The sinking associated with relaxation isn't just a release to gravity, it is also a sinking into time – back into time. A revitalisation of one's energetic past – a pure past that was never quite present – aswim with all that was and all that could have been – a tense language fails. Such a time is total – nonlinear, non-sequential – containing future(s) as well as past(s); an energetic continuum where life and death have neither relevance nor dominion.
Whenever the teacher says something that the student finds threatening, either to their ego or their world order, the first response is always fear, we can't help it. This fear expresses itself in incredulity and protest – this is natural. It's what happens next that is all important. The good student will go home, clear their mind, relax and dwell on what has been said until they at least feel, if not totally understand, the truth behind it. They then act upon it. The mediocre student will almost immediately appeal to rational argument in their defence – they will build a case for their own position and create all sorts of rational but incorrect reasons for the teacher having uttered what they did. They resist. The poor student resorts to ridicule, mockery and laughter – they are so terrified that they cannot countenance any part of what was said – they basically have no idea.
The thing that no philosopher has fully appreciated, not since the Greeks, is that to think the unthinkable – namely difference – requires an athlete's body and a warrior's spirit. Something has to hold you together and stop you from being destroyed by the tornado unleashed by true freedom. So, instead of the physical world offering a multitude of possibilities and the calculating mind anxiously making choices, the quiet mind creates a virtual ground which the body navigates, without thinking, with the aid of spirit.
It doesn't matter how advanced I think I am, how much work I think I've done, if I can't listen and take correction whenever it's offered (which is all the time — every second) then I'm useless. Remember, the work reduces us to the obedience of God, or Spirit, or Whatever; it doesn't, or shouldn't, puff us up.

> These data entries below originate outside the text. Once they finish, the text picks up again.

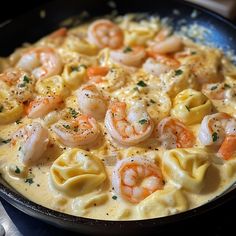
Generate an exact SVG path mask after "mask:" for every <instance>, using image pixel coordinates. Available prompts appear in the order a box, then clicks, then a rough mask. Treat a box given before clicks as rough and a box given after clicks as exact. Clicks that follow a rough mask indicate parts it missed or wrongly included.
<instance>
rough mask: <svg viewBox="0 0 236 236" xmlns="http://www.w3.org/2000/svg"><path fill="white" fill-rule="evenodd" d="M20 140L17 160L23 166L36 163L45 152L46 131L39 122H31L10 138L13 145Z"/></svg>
mask: <svg viewBox="0 0 236 236" xmlns="http://www.w3.org/2000/svg"><path fill="white" fill-rule="evenodd" d="M17 140H20V148H19V149H18V150H19V158H20V160H21V162H22V163H23V164H24V165H32V164H33V163H35V162H37V161H38V160H39V159H40V158H41V157H42V155H43V154H44V152H45V151H46V150H47V146H48V143H49V134H48V130H47V129H45V128H44V127H43V126H42V125H41V124H40V123H39V122H33V123H32V124H29V125H26V126H24V127H22V128H20V129H19V130H18V131H17V132H16V133H15V134H14V135H13V138H12V143H13V145H14V144H15V143H16V141H17Z"/></svg>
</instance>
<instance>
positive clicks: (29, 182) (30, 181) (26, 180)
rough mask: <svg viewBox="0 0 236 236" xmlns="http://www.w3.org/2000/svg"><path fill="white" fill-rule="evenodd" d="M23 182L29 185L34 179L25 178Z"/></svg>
mask: <svg viewBox="0 0 236 236" xmlns="http://www.w3.org/2000/svg"><path fill="white" fill-rule="evenodd" d="M25 183H28V184H29V185H31V184H33V183H34V180H33V178H27V179H26V180H25Z"/></svg>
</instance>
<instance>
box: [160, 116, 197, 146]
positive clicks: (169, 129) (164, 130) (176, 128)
mask: <svg viewBox="0 0 236 236" xmlns="http://www.w3.org/2000/svg"><path fill="white" fill-rule="evenodd" d="M157 136H158V139H159V141H160V142H161V144H162V146H163V147H165V148H166V149H172V148H190V147H193V145H194V143H195V138H194V135H193V133H192V132H191V131H190V130H189V129H188V128H187V127H186V126H185V125H184V124H183V123H182V122H180V121H179V120H177V119H174V118H172V117H166V118H164V119H162V120H161V121H160V123H159V124H158V126H157Z"/></svg>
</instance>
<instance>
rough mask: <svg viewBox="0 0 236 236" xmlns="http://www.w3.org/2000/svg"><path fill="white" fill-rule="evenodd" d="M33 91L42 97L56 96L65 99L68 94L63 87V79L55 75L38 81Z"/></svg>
mask: <svg viewBox="0 0 236 236" xmlns="http://www.w3.org/2000/svg"><path fill="white" fill-rule="evenodd" d="M35 90H36V91H37V92H38V93H39V94H40V95H44V96H48V95H57V96H61V97H66V96H67V95H68V93H69V91H68V89H67V88H66V86H65V83H64V81H63V78H62V77H61V76H59V75H55V76H52V77H49V78H44V79H41V80H38V81H37V83H36V86H35Z"/></svg>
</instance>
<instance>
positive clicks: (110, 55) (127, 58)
mask: <svg viewBox="0 0 236 236" xmlns="http://www.w3.org/2000/svg"><path fill="white" fill-rule="evenodd" d="M110 57H111V59H112V60H113V61H115V62H117V63H119V64H123V65H125V66H134V67H139V66H140V65H141V64H142V63H143V61H144V60H145V58H146V52H145V50H144V49H143V48H142V47H133V48H124V49H122V50H117V51H111V53H110Z"/></svg>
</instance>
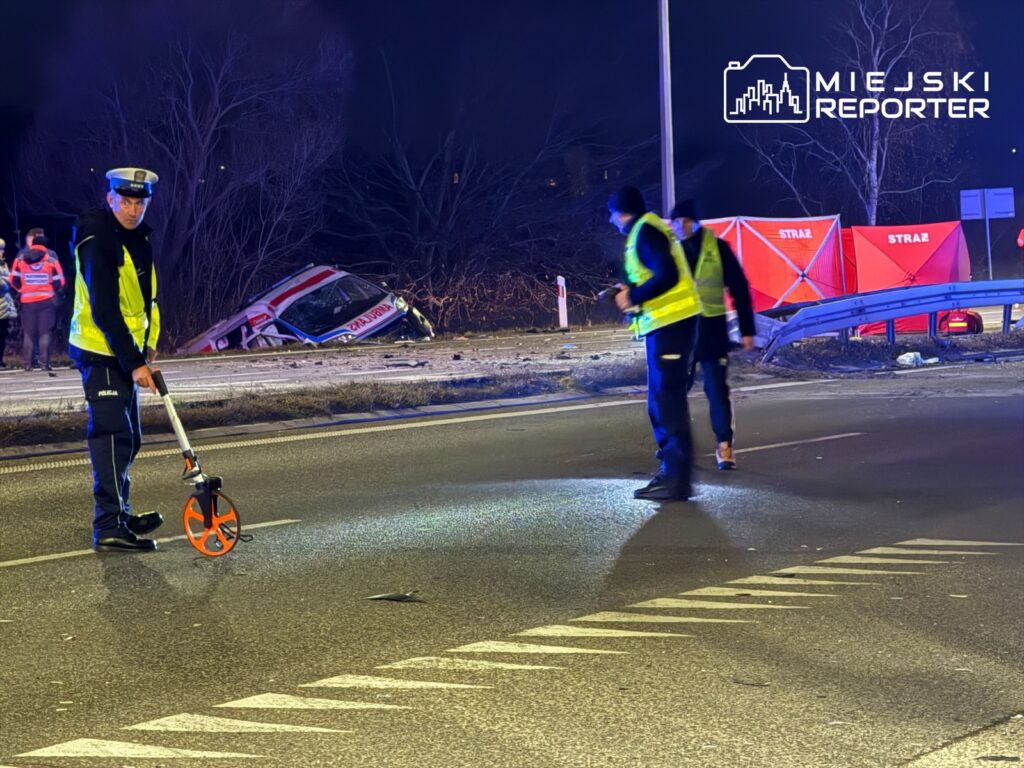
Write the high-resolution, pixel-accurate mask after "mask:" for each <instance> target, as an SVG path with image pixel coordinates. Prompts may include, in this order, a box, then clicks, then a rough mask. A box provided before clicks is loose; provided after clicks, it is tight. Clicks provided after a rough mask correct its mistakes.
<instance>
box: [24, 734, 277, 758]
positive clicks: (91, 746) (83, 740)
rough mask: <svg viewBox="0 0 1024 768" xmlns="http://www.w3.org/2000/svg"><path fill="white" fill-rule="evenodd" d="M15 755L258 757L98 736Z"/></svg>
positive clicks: (226, 752) (120, 756) (186, 756)
mask: <svg viewBox="0 0 1024 768" xmlns="http://www.w3.org/2000/svg"><path fill="white" fill-rule="evenodd" d="M17 757H19V758H161V759H165V760H168V759H178V758H180V759H185V758H191V759H204V758H205V759H211V758H214V759H216V758H259V757H261V756H260V755H247V754H245V753H242V752H199V751H196V750H177V749H173V748H170V746H154V745H152V744H136V743H133V742H131V741H104V740H102V739H99V738H78V739H75V740H74V741H65V742H63V743H62V744H54V745H53V746H46V748H44V749H42V750H36V751H35V752H27V753H25V754H24V755H18V756H17Z"/></svg>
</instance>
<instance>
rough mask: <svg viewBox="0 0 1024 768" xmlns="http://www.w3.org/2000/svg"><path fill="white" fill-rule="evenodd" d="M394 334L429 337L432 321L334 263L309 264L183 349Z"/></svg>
mask: <svg viewBox="0 0 1024 768" xmlns="http://www.w3.org/2000/svg"><path fill="white" fill-rule="evenodd" d="M390 334H394V335H397V336H399V337H401V338H419V339H431V338H433V336H434V327H433V325H432V324H431V323H430V321H428V319H427V318H426V317H425V316H423V314H422V313H421V312H420V311H419V310H418V309H416V308H415V307H413V306H411V305H410V304H409V302H408V301H406V299H403V298H401V297H400V296H397V295H396V294H394V293H392V292H390V291H389V290H386V289H385V288H382V287H381V286H378V285H376V284H374V283H371V282H370V281H368V280H364V279H362V278H359V276H358V275H356V274H352V273H351V272H346V271H345V270H344V269H339V268H338V267H335V266H315V265H313V264H310V265H309V266H307V267H305V268H304V269H300V270H299V271H297V272H295V273H294V274H290V275H289V276H287V278H285V279H284V280H282V281H280V282H278V283H275V284H274V285H272V286H271V287H270V288H268V289H267V290H265V291H263V292H262V293H259V294H257V295H256V296H253V297H252V298H251V299H249V301H248V302H247V304H246V305H245V306H243V307H242V309H240V310H239V311H238V312H237V313H236V314H233V315H231V316H230V317H228V318H227V319H223V321H221V322H220V323H217V324H216V325H215V326H213V327H212V328H210V329H209V330H207V331H206V333H203V334H201V335H200V336H197V337H196V338H195V339H193V340H191V341H189V342H188V343H186V344H185V345H184V346H183V347H182V348H181V349H180V351H181V352H185V353H187V354H197V353H198V354H202V353H208V352H220V351H224V350H226V349H257V348H262V347H275V346H281V345H283V344H289V343H294V342H300V343H303V344H309V345H311V346H317V345H319V344H328V343H335V344H348V343H350V342H353V341H359V340H361V339H366V338H368V337H370V336H377V335H390Z"/></svg>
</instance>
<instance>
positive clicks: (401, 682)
mask: <svg viewBox="0 0 1024 768" xmlns="http://www.w3.org/2000/svg"><path fill="white" fill-rule="evenodd" d="M299 687H300V688H387V689H394V688H401V689H413V688H492V687H493V686H490V685H468V684H466V683H436V682H433V681H426V680H399V679H397V678H392V677H374V676H372V675H339V676H338V677H329V678H325V679H324V680H317V681H316V682H314V683H303V684H302V685H300V686H299Z"/></svg>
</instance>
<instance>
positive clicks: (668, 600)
mask: <svg viewBox="0 0 1024 768" xmlns="http://www.w3.org/2000/svg"><path fill="white" fill-rule="evenodd" d="M626 607H627V608H687V609H705V608H706V609H709V610H731V609H736V610H748V609H750V610H804V609H806V608H807V606H806V605H765V604H764V603H726V602H717V601H715V600H680V599H679V598H675V597H658V598H656V599H654V600H645V601H644V602H642V603H633V604H632V605H627V606H626Z"/></svg>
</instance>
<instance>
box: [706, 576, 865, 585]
mask: <svg viewBox="0 0 1024 768" xmlns="http://www.w3.org/2000/svg"><path fill="white" fill-rule="evenodd" d="M726 584H771V585H773V586H782V585H785V586H788V585H791V584H795V585H798V586H801V587H815V586H817V585H827V586H830V587H881V586H882V585H881V584H879V583H878V582H829V581H827V580H824V579H784V578H782V577H775V575H767V577H765V575H758V577H744V578H743V579H733V580H732V581H731V582H726Z"/></svg>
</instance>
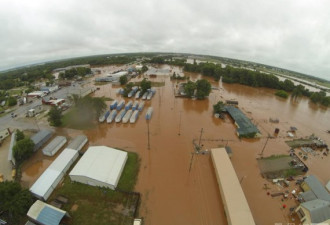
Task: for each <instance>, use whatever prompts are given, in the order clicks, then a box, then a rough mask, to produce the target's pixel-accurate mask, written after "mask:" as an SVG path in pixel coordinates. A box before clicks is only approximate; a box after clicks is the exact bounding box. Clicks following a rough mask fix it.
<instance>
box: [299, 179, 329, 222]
mask: <svg viewBox="0 0 330 225" xmlns="http://www.w3.org/2000/svg"><path fill="white" fill-rule="evenodd" d="M301 188H302V189H303V190H304V192H302V193H300V194H299V198H300V199H301V200H302V201H304V202H303V203H301V204H300V205H299V207H298V208H297V209H296V210H295V211H296V213H297V215H298V216H299V218H300V221H301V222H302V224H303V225H307V224H308V225H309V224H330V193H329V192H328V191H327V190H326V188H325V187H324V185H323V184H322V183H321V182H320V181H319V180H318V179H317V178H316V177H315V176H314V175H310V176H308V177H307V178H305V179H304V182H303V183H302V184H301Z"/></svg>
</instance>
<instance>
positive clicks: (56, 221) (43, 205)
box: [27, 200, 68, 225]
mask: <svg viewBox="0 0 330 225" xmlns="http://www.w3.org/2000/svg"><path fill="white" fill-rule="evenodd" d="M66 215H68V213H67V212H66V211H64V210H61V209H58V208H56V207H54V206H52V205H49V204H47V203H44V202H42V201H39V200H37V201H36V202H35V203H34V204H33V205H32V206H31V207H30V209H29V211H28V213H27V216H28V218H29V220H30V221H31V222H33V223H36V224H42V225H44V224H45V225H58V224H60V222H61V220H62V219H63V217H64V216H66Z"/></svg>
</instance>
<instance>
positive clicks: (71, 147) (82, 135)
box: [68, 135, 88, 151]
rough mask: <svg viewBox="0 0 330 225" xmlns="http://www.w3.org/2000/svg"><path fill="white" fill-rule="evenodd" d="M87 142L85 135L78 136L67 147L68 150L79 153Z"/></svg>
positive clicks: (74, 138)
mask: <svg viewBox="0 0 330 225" xmlns="http://www.w3.org/2000/svg"><path fill="white" fill-rule="evenodd" d="M87 142H88V138H87V137H86V136H85V135H78V136H77V137H75V138H74V139H73V140H72V142H71V143H70V144H69V145H68V148H71V149H74V150H77V151H80V150H81V149H82V148H83V147H84V146H85V144H86V143H87Z"/></svg>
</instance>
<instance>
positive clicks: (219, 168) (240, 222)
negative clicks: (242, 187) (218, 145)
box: [211, 148, 255, 225]
mask: <svg viewBox="0 0 330 225" xmlns="http://www.w3.org/2000/svg"><path fill="white" fill-rule="evenodd" d="M211 157H212V162H213V165H214V169H215V174H216V176H217V180H218V184H219V190H220V194H221V198H222V201H223V204H224V208H225V213H226V216H227V221H228V225H242V224H244V225H255V222H254V219H253V216H252V213H251V210H250V207H249V205H248V202H247V200H246V198H245V195H244V192H243V190H242V188H241V185H240V183H239V180H238V178H237V175H236V172H235V169H234V167H233V165H232V163H231V161H230V159H229V156H228V154H227V152H226V149H225V148H215V149H211Z"/></svg>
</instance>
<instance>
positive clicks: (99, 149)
mask: <svg viewBox="0 0 330 225" xmlns="http://www.w3.org/2000/svg"><path fill="white" fill-rule="evenodd" d="M127 157H128V156H127V152H124V151H120V150H117V149H114V148H109V147H106V146H93V147H89V148H88V150H87V151H86V152H85V154H84V155H83V156H82V157H81V159H80V160H79V162H78V163H77V164H76V166H75V167H74V168H73V169H72V170H71V172H70V173H69V176H70V179H71V180H72V181H76V182H80V183H83V184H88V185H91V186H99V187H108V188H110V189H112V190H114V189H115V188H116V187H117V184H118V181H119V179H120V176H121V174H122V172H123V170H124V167H125V164H126V161H127Z"/></svg>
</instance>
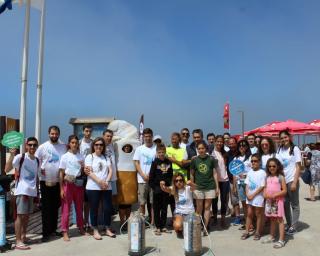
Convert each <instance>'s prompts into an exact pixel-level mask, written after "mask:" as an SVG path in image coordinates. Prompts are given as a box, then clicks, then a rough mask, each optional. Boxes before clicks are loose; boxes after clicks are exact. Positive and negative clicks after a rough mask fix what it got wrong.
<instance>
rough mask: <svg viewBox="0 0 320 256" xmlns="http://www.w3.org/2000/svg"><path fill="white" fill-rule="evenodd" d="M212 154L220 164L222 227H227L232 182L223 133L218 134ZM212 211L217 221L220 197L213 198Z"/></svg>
mask: <svg viewBox="0 0 320 256" xmlns="http://www.w3.org/2000/svg"><path fill="white" fill-rule="evenodd" d="M212 156H213V157H214V158H215V159H216V160H217V163H218V166H217V167H216V170H217V177H218V183H219V189H220V202H221V211H220V214H221V227H222V228H225V226H226V223H225V217H226V213H227V208H228V199H229V191H230V184H229V178H228V173H227V168H226V152H225V150H224V139H223V136H222V135H217V136H216V140H215V144H214V150H213V151H212ZM212 213H213V221H214V222H213V223H214V224H215V223H217V215H218V197H216V198H214V199H213V200H212Z"/></svg>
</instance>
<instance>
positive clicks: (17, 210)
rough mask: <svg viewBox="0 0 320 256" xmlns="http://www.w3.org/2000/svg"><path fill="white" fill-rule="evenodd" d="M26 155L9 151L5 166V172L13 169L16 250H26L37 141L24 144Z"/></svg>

Meditation and fighting represent two temporal extremes. Meditation slow and passive, the gap between stimulus and response so stretched that effectively there is no response – only quiet acceptance or disinterest. Fighting struggles for a sensitivity that is so quick and immediate that effectively there is no gap between stimulus and response. Two extreme solutions to the problem of clearing the mind sufficient for spirit to manifest.
"Art has this strange prophetic function: it is made in the present, from the materials at hand, but calls out to something else. This is its future orientation." And this is the nature of progress: never a linear trudge from past to future through a passing present, but a call from/to a possible future (the lyrical dream), which, when heeded, vitalizes the present and brings new meaning to the past.
I cannot fight ego because 'I' is ego. The only things I can usefully fight are those parts of me that the ego has installed as impediments to spirit, namely fear and laziness. When spirit is strong and pure (detached from subjectivity) it will eventually subdue the ego until it is little more than an embarrassment. Fighting fear and laziness is a lifelong campaign. And remember: the worst form of laziness is working hard at the wrong thing: working in the service of ego.
There is always something rather pathetic and inconsequential about domesticated animals. We naturally sense that by robbing them of their wildness and spirit, and making them dependent upon us, they have been reduced to mere shadows of what they would be in the wild – in their natural state and habitat. This must be how the powers that be, all the more insidious and dangerous for being largely invisible, feel when they look at us.